We place the utmost importance on the observance of the principles of our Code of Conduct and expect all with whom we do business to conduct themselves accordingly. All vendors/contractors will be held accountable for their actions, and violations of the law or of the policies and principles of Health Pointe will not be excused or tolerated.
Pursuant to the federal Deficit Reduction Act of 2005, as well as other Medicare fraud and abuse laws, Health Pointe is required to provide vendors/contractors with information about the federal and state laws regarding false claims, Medicare Parts C and D compliance, penalties and whistleblower rights and protections under such laws.
It is Health Pointe’s expectation that you will review the Health Pointe policies and procedures and information regarding the CMS requirements for compliance contained within this page. Health Pointe will provide a hard copy or other website links, as applicable, upon written request. Some of the policies are fairly general, while others relate to more specific areas. You are expected to understand and abide by these policies, rules and regulations as they apply to the services that you provide.
It is Health Pointe’s expectation that vendors/contractors will educate all of their employees and contractors who work on matters related to Health Pointe on such policy information and requirements.
Health Pointe Policies
Code of Conduct
The Prevention and Detection of Fraud, Waste and Abuse
Vendor Representatives Policy
For vendors/contractors who provide clinical care, have access to Protected Health Information (PHI) or perform key revenue cycle functions (“Required Contractors”), your staff must complete the Medicare Learning Network (MLN) trainings listed below within 90 days of hire/contract and annually thereafter.
To fulfill the CMS requirements for compliance education/training and generate a certificate of completion, Required Contractors must do the following:
1. Click to open the Medicare Learning Network® (MLN) Learning Management System.
2. Log in. (If you are a first-time user, you must create an account.).

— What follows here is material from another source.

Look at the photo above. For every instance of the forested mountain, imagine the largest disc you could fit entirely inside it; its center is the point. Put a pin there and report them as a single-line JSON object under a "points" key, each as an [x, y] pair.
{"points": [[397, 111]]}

3. Complete the following two training modules:
a. Medicare Parts C and D General Compliance Training
b. Combatting Medicare Parts C and D Fraud, Waste and Abuse
4. Generate a certificate of completion for each module.
Each employee, contractor, volunteer, governing body member, or downstream entity of a Required Contractor must have a certificate of completion on file from each training section (fraud, waste and abuse training and general compliance training — two certificates in total). Required Contractors must maintain education certificates for ten years and provide them to Health Pointe upon request.
Health Pointe’s chosen primary group purchasing organization (GPO) is VHA/Novation.